I am trying to calculate the surface area of a prolate ellipsoid: $$a^2x^2+a^2y^2+c^2z^2=1 \ \ \ \ \ \ c>a>0$$ My idea was to represent the ellipsoid by a rotating ellipse around the $z$ - axis, so I parametrised it via spherical coordinates and ended up with the representation: $$\phi(z,\theta) = (r(z)\cos\theta,r(z)\sin\theta,z)$$ with $z \in (-\frac1c,\frac1c)$ and with a radius function $r(z) = \frac{\sqrt{1-z^2c^2}}{a}$. So far, everything seems to be correct. However, using the area formula for a surface of revolution I end up with:
$$\frac{2\pi}{a}\int_{-\frac1c}^{\frac1c} \sqrt{1+\frac{z^2c^2(a+c)(a-c)}{a^2}}dz$$ This is where I get stuck. Is there a rather elementary way of solving this integral? I know what the result should be but I cannot seem to solve this integral correctly.
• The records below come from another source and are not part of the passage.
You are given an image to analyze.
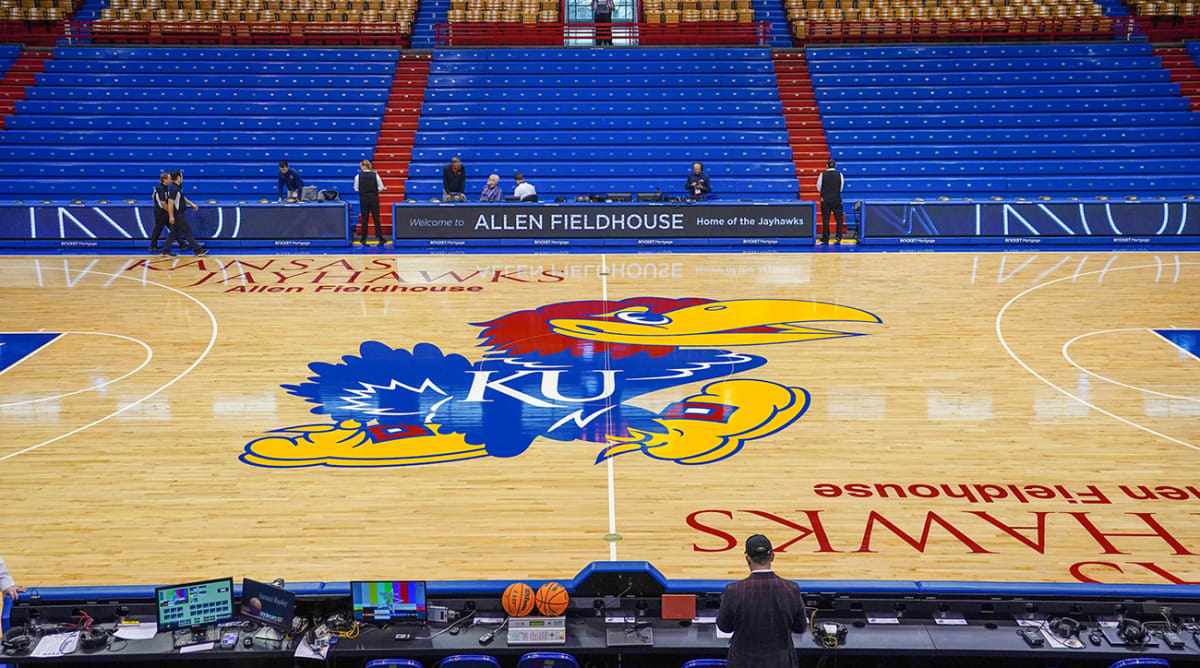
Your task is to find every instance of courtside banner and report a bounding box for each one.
[860,200,1200,246]
[0,203,349,248]
[392,201,815,246]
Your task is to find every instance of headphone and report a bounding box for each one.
[0,626,37,654]
[1117,618,1150,649]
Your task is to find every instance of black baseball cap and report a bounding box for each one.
[746,534,770,556]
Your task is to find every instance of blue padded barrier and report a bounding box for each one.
[823,109,1200,130]
[46,59,396,74]
[428,74,775,89]
[17,100,388,114]
[805,42,1153,62]
[0,129,377,149]
[54,47,400,62]
[420,114,785,134]
[37,72,391,89]
[5,114,382,130]
[25,86,388,103]
[817,97,1189,116]
[812,68,1171,88]
[425,84,777,102]
[833,142,1200,160]
[433,48,770,64]
[826,126,1200,145]
[412,144,792,161]
[814,83,1180,101]
[809,53,1162,74]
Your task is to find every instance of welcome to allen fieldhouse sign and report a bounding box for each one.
[392,201,814,240]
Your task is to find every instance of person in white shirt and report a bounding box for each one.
[512,171,538,201]
[0,551,25,601]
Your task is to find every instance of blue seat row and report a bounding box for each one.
[809,52,1162,74]
[5,114,380,130]
[430,60,775,75]
[805,42,1153,62]
[844,174,1200,191]
[416,130,787,146]
[421,101,782,116]
[54,47,400,64]
[842,157,1200,176]
[0,163,359,181]
[0,143,374,161]
[25,86,389,103]
[428,74,775,89]
[415,144,792,161]
[833,142,1200,164]
[37,72,391,90]
[826,126,1200,146]
[46,59,396,77]
[17,100,388,119]
[822,109,1200,130]
[0,129,378,149]
[433,48,770,64]
[408,156,796,178]
[812,67,1171,88]
[420,112,782,131]
[817,97,1189,116]
[425,84,772,103]
[814,83,1180,101]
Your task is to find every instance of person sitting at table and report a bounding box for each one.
[479,174,504,201]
Any help would be appreciated!
Well, we have:
$$\mathscr{I}_{\space\text{n}}\left(\text{m}\right):=\int_{-\text{n}}^\text{n}\sqrt{1+\text{m}\cdot x^2}\space\text{d}x\tag1$$
Substitute $\text{u}:=\arctan\left(x\cdot\sqrt{\text{m}}\right)$:
$$\mathscr{I}_{\space\text{n}}\left(\text{m}\right)=\frac{1}{\sqrt{\text{m}}}\cdot\int_{\arctan\left(-\text{n}\cdot\sqrt{\text{m}}\right)}^{\arctan\left(\text{n}\cdot\sqrt{\text{m}}\right)}\sec^3\left(\text{u}\right)\space\text{d}\text{u}=$$ $$\frac{1}{\sqrt{\text{m}}}\cdot\int_{-\arctan\left(\text{n}\cdot\sqrt{\text{m}}\right)}^{\arctan\left(\text{n}\cdot\sqrt{\text{m}}\right)}\sec^3\left(\text{u}\right)\space\text{d}\text{u}\tag2$$
Using:
$$\int\sec^3\left(\text{u}\right)\space\text{d}\text{u}=\frac{\sec\left(\text{u}\right)\cdot\tan\left(\text{u}\right)+\ln\left|\sec\left(\text{u}\right)+\tan\left(\text{u}\right)\right|}{2}\tag3$$
So, we get:
$$\mathscr{I}_{\space\text{n}}\left(\text{m}\right)=\frac{1}{2\cdot\sqrt{\text{m}}}\cdot\mathcal{Z}\tag4$$
Where:
$$\mathcal{Z}=\left[\sec\left(\text{u}\right)\cdot\tan\left(\text{u}\right)+\ln\left|\sec\left(\text{u}\right)+\tan\left(\text{u}\right)\right|\right]_{-\arctan\left(\text{n}\cdot\sqrt{\text{m}}\right)}^{\arctan\left(\text{n}\cdot\sqrt{\text{m}}\right)}=$$ $$2\cdot\text{n}\cdot\sqrt{\text{m}}\cdot\sqrt{1+\text{n}^2\cdot\text{m}}+\ln\left|\frac{\text{n}\cdot\sqrt{\text{m}}+\sqrt{1+\text{n}^2\cdot\text{m}}}{\text{n}\cdot\sqrt{\text{m}}-\sqrt{1+\text{n}^2\cdot\text{m}}}\right|\tag5$$